Thankfully, Solanas’s plan died with her in 1988 and the Society for Cutting Up Men never really bounced back, but when you consider sex to be the single most dynamic, vital interchange between the genders, her choice of target isn’t remotely surprising. Sex
is
power.

For some contemporary ‘sextremists’, the very act of it – the physical process of an erect penis entering a vagina, an anus, a mouth – isn’t a natural expression of attraction, but remains proof of men’s aggressive nature. Even when it’s nothing of the kind. Still, in these instances, biology is begrudged for its perceived anatomical slight against women and the penis suddenly doubles as a lethal weapon (well, when it’s not too small or too soft, I assume).

Ms
magazine’s Robin Morgan once said (and never retracted) that ‘rape exists any time sexual intercourse occurs when it has not been initiated by the woman’, which makes me wonder why she married a man and how she’s coping with having a son. After all, Andrea Dworkin – who seemingly had a chip on each shoulder to balance herself out – once claimed: ‘The annihilation of a woman’s personality, individuality, will and character is the prerequisite to male sexuality … [and] every woman’s son is her potential betrayer. The inevitable rapist or exploiter of another woman.’

Yep, that’s
you
she’s talking about there. And to think this shit still gets taught in Women’s Studies classes.

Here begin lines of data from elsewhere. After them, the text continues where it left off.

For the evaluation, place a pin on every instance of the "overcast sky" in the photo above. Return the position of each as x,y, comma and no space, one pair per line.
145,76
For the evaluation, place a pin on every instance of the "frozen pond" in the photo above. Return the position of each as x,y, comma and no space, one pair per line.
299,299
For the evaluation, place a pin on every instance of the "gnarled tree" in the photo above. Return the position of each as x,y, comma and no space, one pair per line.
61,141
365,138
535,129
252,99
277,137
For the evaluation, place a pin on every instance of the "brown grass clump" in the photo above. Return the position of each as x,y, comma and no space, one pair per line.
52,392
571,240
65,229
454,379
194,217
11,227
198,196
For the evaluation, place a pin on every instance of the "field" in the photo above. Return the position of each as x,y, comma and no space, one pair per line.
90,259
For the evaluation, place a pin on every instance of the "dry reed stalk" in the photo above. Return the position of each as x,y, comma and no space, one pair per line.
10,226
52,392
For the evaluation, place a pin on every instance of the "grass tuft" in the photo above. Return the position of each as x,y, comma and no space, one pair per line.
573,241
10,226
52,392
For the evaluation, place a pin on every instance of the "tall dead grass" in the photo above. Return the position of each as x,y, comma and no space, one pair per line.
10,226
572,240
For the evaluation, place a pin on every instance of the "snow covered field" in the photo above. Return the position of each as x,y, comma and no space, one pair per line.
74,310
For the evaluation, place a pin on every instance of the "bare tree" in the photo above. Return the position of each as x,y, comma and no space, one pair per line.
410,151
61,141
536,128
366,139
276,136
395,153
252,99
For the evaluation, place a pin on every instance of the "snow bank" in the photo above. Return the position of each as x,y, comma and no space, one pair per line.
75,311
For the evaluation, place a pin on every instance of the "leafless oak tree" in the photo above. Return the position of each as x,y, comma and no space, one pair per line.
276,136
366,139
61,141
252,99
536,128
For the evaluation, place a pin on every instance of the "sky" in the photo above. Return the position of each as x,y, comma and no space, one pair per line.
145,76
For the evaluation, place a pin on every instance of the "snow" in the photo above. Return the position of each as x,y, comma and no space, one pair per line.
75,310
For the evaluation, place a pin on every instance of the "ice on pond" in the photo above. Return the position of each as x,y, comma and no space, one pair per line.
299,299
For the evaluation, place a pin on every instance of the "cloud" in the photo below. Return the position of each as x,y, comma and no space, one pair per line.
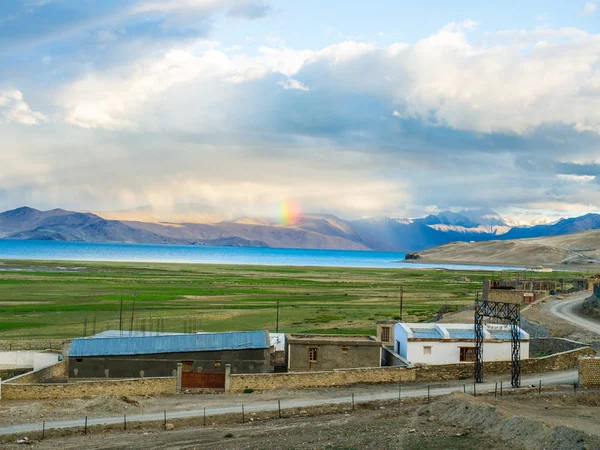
14,109
589,9
443,80
293,84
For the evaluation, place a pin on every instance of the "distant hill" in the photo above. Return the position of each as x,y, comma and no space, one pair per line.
320,231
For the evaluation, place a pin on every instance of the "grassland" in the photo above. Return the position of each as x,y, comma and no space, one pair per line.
67,299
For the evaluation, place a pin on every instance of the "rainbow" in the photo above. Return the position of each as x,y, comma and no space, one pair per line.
290,213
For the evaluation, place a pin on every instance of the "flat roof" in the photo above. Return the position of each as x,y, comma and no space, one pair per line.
334,339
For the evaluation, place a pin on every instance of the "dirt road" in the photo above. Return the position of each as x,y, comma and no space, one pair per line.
566,309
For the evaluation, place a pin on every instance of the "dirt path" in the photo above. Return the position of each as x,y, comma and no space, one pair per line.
566,309
231,404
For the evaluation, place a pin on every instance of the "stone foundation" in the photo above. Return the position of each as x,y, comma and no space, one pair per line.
589,372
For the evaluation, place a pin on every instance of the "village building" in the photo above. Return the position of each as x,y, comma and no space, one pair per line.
159,355
434,343
316,352
517,290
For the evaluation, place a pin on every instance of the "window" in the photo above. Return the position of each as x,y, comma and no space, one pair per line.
467,354
385,334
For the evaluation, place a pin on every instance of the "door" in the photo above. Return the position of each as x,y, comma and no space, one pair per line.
203,379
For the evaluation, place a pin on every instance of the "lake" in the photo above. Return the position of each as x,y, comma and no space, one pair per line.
88,251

But, hang on, if men weren’t men – if they didn’t find women attractive and want to sleep with them – what would become of all that famous feminine mystique? The power women possess as sexual beings? That timeless, intoxicating allure men are programmed to respond to? Well, quite frankly, it’d become redundant – creating millions of female eunuchs overnight. Suddenly, all over the world, girlfriends would become the butt of impotency jokes because their power to control men with sex would end.

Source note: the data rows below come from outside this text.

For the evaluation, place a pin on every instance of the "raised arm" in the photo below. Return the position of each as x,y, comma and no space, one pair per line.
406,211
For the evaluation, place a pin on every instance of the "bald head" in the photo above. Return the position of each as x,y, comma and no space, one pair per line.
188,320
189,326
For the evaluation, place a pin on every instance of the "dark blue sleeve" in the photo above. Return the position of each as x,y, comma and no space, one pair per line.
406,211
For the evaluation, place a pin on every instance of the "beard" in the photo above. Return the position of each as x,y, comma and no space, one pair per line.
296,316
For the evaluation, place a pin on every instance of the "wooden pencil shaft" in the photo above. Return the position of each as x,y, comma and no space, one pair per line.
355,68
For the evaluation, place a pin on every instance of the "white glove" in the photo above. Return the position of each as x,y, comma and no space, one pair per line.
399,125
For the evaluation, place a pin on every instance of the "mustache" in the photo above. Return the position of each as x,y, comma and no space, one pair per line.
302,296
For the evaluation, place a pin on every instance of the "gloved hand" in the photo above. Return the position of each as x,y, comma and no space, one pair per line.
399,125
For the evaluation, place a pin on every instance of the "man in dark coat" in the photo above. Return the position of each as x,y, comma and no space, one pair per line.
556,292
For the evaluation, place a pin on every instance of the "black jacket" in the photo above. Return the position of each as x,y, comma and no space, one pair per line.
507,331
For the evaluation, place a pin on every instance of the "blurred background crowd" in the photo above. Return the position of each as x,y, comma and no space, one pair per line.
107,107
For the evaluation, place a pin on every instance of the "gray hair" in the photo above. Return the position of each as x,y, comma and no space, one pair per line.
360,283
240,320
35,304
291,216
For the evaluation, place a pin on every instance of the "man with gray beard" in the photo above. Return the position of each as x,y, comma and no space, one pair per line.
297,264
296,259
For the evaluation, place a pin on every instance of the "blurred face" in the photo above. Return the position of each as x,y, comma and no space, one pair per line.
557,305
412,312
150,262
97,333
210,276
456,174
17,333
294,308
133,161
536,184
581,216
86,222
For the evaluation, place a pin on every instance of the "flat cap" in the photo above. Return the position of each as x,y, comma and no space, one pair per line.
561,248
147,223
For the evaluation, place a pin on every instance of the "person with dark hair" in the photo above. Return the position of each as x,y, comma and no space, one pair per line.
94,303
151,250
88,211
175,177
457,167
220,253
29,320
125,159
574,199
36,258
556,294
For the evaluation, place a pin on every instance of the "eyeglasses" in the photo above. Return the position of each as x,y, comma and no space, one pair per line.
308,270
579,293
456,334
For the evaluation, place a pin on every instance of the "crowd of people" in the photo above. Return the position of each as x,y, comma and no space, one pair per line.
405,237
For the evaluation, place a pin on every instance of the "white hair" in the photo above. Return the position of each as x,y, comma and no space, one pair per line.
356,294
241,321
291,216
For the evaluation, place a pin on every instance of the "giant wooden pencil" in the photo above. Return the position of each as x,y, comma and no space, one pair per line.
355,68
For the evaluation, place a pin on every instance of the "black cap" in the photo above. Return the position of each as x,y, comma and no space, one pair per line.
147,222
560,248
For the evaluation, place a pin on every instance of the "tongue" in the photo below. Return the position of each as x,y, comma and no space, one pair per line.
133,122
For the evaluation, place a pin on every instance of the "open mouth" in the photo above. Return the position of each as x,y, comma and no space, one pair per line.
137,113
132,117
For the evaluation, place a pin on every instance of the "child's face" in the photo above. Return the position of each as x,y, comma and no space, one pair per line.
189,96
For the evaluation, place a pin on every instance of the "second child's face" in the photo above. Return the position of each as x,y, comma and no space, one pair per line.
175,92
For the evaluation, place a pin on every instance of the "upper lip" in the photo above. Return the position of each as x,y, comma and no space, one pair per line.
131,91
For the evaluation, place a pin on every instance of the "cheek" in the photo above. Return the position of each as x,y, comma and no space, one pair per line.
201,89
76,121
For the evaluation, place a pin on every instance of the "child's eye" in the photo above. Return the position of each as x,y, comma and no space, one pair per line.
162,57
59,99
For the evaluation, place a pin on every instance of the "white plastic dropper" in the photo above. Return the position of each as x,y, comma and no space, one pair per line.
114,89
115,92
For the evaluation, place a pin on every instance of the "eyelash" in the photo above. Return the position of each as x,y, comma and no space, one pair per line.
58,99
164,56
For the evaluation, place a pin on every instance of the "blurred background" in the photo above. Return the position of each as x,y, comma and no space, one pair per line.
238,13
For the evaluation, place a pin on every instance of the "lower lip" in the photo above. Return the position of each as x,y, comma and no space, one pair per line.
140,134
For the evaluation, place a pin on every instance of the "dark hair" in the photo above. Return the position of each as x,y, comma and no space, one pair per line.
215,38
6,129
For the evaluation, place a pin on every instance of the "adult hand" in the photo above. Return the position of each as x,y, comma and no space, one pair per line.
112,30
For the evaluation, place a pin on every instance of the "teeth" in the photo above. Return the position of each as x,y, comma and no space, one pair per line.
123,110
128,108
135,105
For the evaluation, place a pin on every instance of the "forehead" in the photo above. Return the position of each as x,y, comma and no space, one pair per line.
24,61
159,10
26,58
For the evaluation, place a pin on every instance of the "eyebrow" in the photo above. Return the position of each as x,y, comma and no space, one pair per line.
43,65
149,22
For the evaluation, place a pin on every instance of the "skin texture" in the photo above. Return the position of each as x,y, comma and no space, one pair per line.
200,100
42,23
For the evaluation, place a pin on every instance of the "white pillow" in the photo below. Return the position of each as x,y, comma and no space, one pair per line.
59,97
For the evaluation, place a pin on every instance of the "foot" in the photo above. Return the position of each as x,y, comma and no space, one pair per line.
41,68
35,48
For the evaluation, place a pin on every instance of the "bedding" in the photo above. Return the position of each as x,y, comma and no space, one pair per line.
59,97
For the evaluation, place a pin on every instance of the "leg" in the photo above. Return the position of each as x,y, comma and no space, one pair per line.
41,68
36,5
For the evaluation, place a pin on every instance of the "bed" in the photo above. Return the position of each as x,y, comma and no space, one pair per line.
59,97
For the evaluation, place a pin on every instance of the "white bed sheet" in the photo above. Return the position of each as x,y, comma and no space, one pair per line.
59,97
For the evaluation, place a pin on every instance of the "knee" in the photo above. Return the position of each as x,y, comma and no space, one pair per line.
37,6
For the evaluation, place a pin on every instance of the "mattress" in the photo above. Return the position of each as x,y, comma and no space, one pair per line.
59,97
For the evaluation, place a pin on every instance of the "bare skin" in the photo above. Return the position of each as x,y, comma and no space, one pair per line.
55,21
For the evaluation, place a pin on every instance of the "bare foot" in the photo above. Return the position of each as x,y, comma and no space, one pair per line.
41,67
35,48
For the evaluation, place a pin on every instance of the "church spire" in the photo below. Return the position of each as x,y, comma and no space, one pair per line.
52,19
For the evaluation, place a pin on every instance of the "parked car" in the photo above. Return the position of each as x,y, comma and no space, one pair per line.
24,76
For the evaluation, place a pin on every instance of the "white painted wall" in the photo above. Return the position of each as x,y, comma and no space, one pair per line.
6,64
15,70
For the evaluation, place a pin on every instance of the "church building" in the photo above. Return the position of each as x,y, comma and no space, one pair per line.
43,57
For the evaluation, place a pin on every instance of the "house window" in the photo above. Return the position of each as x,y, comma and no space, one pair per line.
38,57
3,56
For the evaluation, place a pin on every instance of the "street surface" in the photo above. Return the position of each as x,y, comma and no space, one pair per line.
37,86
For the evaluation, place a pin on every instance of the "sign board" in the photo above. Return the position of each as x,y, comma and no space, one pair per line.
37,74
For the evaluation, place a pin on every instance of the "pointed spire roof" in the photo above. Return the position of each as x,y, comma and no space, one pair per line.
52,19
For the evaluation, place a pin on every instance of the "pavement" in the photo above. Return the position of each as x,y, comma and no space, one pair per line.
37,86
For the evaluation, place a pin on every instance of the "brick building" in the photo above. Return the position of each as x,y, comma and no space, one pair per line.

As the gatekeepers to sex – the bouncers on the bedroom door, perhaps – they understand that, contrary to popular perception, they’re not passive, weak and
one-dimensional in the exchange. They’re actually the ones in control because they determine when men get it. Therefore, if they play it shrewdly – both personally and politically – they can ultimately control men to their advantage.

Think about it: sex isn’t something men do to women, it’s an act that’s enjoyed together. But politically, there’s no sway in that – and, if power comes from being vulnerable, they need an oppressor. That’s why men are constantly depicted as walking fragments of the patriarchy, not free-thinking individuals: it elevates women’s ranking in the hierachy of marginalised groups. This, in turn, gives them status and moral superiority via the state. It maintains the myth that men are bad, women are good, which tilts the PR axis in their favour.